The Hoofprint reached out to orchestra teacher Kristine Wiese for a word about Anderson.
Q: How would you describe Lucy?
A: “I would describe her as a go-getter, I would describe her as passionate, I would describe her as friendly, and just an overall hardworking young lady.”
Q: What qualities does Lucy have that make her a better student/player?
A: “She has a natural ability to lead with confidence, and to help anyone who needs it or asks for it.”
Q: What’s your favorite part about being her teacher?
A: “As with any of my students, watching her grow in her abilities as we work through music, watching her take the initiative to help others, and again as with any of my other kids, being proud of their abilities when they get to that “Aha” moment of knowing a piece.”
Q: What do you think people could learn from Lucy?
A: “That when you set your mind to it and take time outside of class, you can really do anything that you want to do. You have the ability to play as you hoped or to improve as you wished to.”
Q: Was there anything that surprised you about Lucy?

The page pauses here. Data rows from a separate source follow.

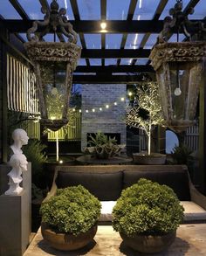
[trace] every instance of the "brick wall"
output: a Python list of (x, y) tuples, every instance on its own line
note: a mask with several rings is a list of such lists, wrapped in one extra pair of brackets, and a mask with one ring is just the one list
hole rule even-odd
[[(122, 121), (125, 102), (121, 101), (122, 97), (126, 97), (126, 85), (82, 86), (82, 149), (86, 146), (86, 135), (98, 131), (120, 134), (120, 143), (126, 143), (126, 125)], [(114, 106), (114, 102), (117, 102), (117, 106)], [(106, 108), (106, 104), (109, 108)], [(102, 107), (102, 111), (100, 111), (100, 107)]]

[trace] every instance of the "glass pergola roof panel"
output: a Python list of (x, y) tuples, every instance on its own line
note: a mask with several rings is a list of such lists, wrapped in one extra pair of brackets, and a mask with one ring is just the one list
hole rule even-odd
[(128, 34), (125, 49), (138, 49), (143, 37), (143, 34)]
[(19, 36), (21, 36), (25, 42), (28, 42), (26, 33), (19, 33)]
[(100, 0), (77, 0), (77, 3), (80, 19), (100, 19)]
[(135, 65), (146, 65), (148, 61), (148, 58), (138, 59)]
[(206, 17), (205, 0), (200, 1), (194, 9), (195, 11), (192, 15), (189, 15), (189, 19), (203, 19)]
[(127, 17), (129, 0), (107, 0), (106, 1), (106, 19), (125, 20)]
[(152, 19), (160, 1), (139, 0), (134, 13), (134, 20)]
[(154, 45), (156, 43), (156, 38), (159, 34), (151, 34), (145, 44), (144, 49), (152, 49)]
[(106, 34), (106, 49), (120, 49), (122, 34)]
[[(185, 38), (184, 34), (179, 34), (179, 42), (183, 41), (184, 38)], [(173, 34), (172, 37), (168, 39), (168, 42), (177, 42), (177, 35)]]
[(85, 59), (79, 59), (78, 61), (78, 66), (86, 66), (86, 62)]
[(131, 65), (133, 59), (121, 59), (120, 65)]
[(85, 34), (86, 45), (87, 49), (101, 48), (100, 34)]
[[(25, 1), (25, 2), (28, 2), (28, 0), (23, 0), (23, 1)], [(32, 0), (34, 1), (34, 0)], [(37, 0), (35, 0), (36, 2)], [(52, 0), (47, 0), (49, 5), (51, 4), (51, 3), (52, 2)], [(58, 0), (58, 6), (59, 6), (59, 9), (60, 8), (65, 8), (66, 10), (66, 17), (67, 19), (69, 20), (74, 20), (74, 16), (73, 16), (73, 12), (72, 12), (72, 6), (71, 6), (71, 3), (70, 3), (70, 0)]]
[(1, 0), (0, 15), (8, 19), (22, 19), (8, 0)]
[(101, 59), (89, 59), (91, 66), (100, 66)]
[(117, 59), (105, 59), (105, 66), (116, 65), (116, 64), (117, 64)]
[[(188, 5), (190, 0), (184, 0), (183, 2), (183, 10)], [(159, 19), (164, 19), (167, 16), (169, 16), (168, 12), (171, 8), (173, 8), (175, 4), (176, 1), (175, 0), (168, 0), (168, 3), (166, 4), (161, 17)]]
[[(31, 19), (43, 19), (45, 14), (41, 12), (41, 4), (39, 1), (18, 0), (22, 8), (25, 10)], [(58, 1), (59, 3), (59, 1)], [(61, 5), (59, 5), (61, 6)]]

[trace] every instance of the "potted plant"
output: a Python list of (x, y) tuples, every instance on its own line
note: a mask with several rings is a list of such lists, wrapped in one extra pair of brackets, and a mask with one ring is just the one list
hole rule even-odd
[(141, 178), (122, 190), (113, 217), (113, 227), (126, 245), (141, 253), (157, 253), (174, 241), (183, 207), (171, 188)]
[(100, 203), (83, 186), (57, 190), (40, 208), (43, 238), (54, 248), (72, 251), (95, 236)]
[(111, 138), (102, 132), (98, 132), (95, 136), (89, 135), (89, 147), (85, 149), (85, 153), (91, 154), (98, 159), (108, 159), (118, 156), (125, 145), (118, 145), (115, 137)]
[(166, 155), (151, 153), (152, 131), (157, 125), (163, 125), (161, 107), (158, 92), (158, 85), (152, 81), (143, 81), (136, 87), (135, 99), (133, 106), (126, 110), (126, 124), (139, 128), (148, 136), (148, 152), (134, 153), (134, 162), (141, 164), (162, 164)]

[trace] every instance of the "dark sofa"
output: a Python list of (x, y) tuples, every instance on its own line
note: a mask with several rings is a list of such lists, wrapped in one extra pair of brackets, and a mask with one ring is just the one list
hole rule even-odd
[(185, 208), (185, 222), (206, 220), (206, 197), (190, 182), (184, 165), (57, 166), (51, 191), (81, 184), (102, 203), (100, 221), (111, 221), (112, 209), (121, 190), (144, 177), (171, 187)]

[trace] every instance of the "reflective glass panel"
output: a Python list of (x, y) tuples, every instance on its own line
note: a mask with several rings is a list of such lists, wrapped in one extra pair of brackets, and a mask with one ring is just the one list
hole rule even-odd
[(79, 59), (78, 61), (78, 66), (86, 66), (85, 59)]
[(160, 0), (139, 0), (134, 14), (134, 20), (152, 19)]
[(22, 17), (18, 15), (17, 10), (11, 5), (11, 3), (8, 0), (0, 0), (0, 14), (4, 18), (9, 19), (22, 19)]
[[(183, 41), (184, 38), (184, 34), (179, 34), (179, 42)], [(177, 42), (177, 35), (173, 34), (172, 37), (169, 38), (168, 42)]]
[(101, 48), (100, 34), (85, 34), (86, 45), (87, 49)]
[(117, 59), (105, 59), (105, 65), (116, 65), (117, 64)]
[(143, 34), (128, 34), (125, 49), (138, 49), (143, 36)]
[(106, 34), (106, 49), (120, 49), (122, 34)]
[(152, 49), (154, 45), (156, 43), (156, 38), (159, 34), (151, 34), (148, 38), (148, 40), (145, 44), (144, 49)]
[(89, 59), (91, 66), (100, 66), (101, 59)]
[[(24, 1), (28, 1), (28, 0), (24, 0)], [(37, 1), (37, 0), (36, 0)], [(52, 0), (47, 0), (48, 3), (50, 4)], [(71, 7), (71, 3), (69, 0), (58, 0), (58, 3), (59, 5), (59, 9), (60, 8), (65, 8), (66, 10), (66, 17), (69, 20), (73, 20), (74, 17), (73, 17), (73, 12)]]
[(100, 19), (100, 0), (77, 0), (77, 3), (80, 19)]
[(25, 42), (28, 42), (28, 39), (26, 38), (26, 33), (19, 33), (19, 36), (22, 37)]
[(106, 19), (125, 20), (127, 17), (129, 0), (107, 0), (106, 1)]
[[(182, 1), (182, 2), (183, 2), (183, 10), (184, 10), (184, 8), (188, 5), (188, 3), (189, 3), (189, 1), (190, 1), (190, 0), (183, 0), (183, 1)], [(166, 4), (165, 9), (163, 10), (163, 11), (162, 11), (162, 13), (161, 13), (161, 17), (160, 17), (159, 19), (164, 19), (165, 17), (169, 16), (169, 14), (168, 14), (169, 10), (170, 10), (171, 8), (174, 8), (175, 3), (176, 3), (176, 1), (174, 1), (174, 0), (168, 0), (168, 3)]]
[(206, 17), (206, 2), (200, 1), (194, 8), (195, 11), (192, 15), (189, 15), (189, 19), (203, 19)]
[(136, 65), (146, 65), (148, 62), (148, 59), (145, 58), (145, 59), (138, 59), (136, 61)]
[(131, 65), (133, 59), (121, 59), (120, 65)]
[(18, 2), (31, 19), (43, 19), (45, 14), (41, 12), (42, 6), (39, 1), (30, 1), (29, 4), (28, 0), (18, 0)]

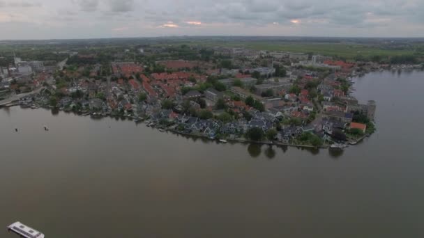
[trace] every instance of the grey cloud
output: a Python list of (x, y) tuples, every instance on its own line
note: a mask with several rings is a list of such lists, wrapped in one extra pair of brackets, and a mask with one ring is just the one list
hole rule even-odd
[(75, 0), (80, 9), (84, 12), (93, 12), (98, 7), (98, 0)]
[(109, 0), (112, 12), (125, 13), (134, 10), (134, 0)]
[[(0, 5), (1, 5), (1, 3), (0, 3)], [(13, 1), (13, 2), (8, 3), (7, 6), (10, 6), (10, 7), (14, 7), (14, 8), (33, 8), (33, 7), (40, 7), (42, 6), (42, 4), (38, 2), (32, 3), (32, 2), (29, 2), (29, 1)]]

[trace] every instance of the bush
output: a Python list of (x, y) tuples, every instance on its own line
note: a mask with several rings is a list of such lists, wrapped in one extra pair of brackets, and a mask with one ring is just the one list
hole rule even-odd
[(248, 131), (247, 137), (252, 141), (259, 141), (264, 137), (264, 132), (258, 127), (253, 127)]

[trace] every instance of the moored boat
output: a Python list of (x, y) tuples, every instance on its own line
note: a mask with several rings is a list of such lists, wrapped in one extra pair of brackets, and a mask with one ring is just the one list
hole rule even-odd
[(19, 221), (9, 225), (8, 226), (8, 230), (19, 235), (21, 237), (44, 238), (44, 234), (27, 225), (25, 225)]

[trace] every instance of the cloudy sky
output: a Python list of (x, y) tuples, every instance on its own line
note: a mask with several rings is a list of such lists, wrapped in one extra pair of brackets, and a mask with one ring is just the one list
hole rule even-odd
[(424, 0), (0, 0), (0, 39), (424, 37)]

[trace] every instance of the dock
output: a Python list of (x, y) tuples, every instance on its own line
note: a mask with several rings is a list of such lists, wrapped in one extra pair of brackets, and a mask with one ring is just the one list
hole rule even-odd
[(8, 226), (8, 230), (24, 238), (44, 238), (44, 234), (17, 221)]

A: “I’d say probably the only thing is she’s generally a very quiet, reserved person, but her playing is not indicative of that. Her playing is very confident and very strong; typically I see peoples playing representative of their personality qualities, and in her she’s got more confidence in her playing than one would be led to believe when you’re first talking to her.”
“You can tell it’s a passion, you can tell it’s a safe place for her, and you can tell that it’s simply something that she loves to do.”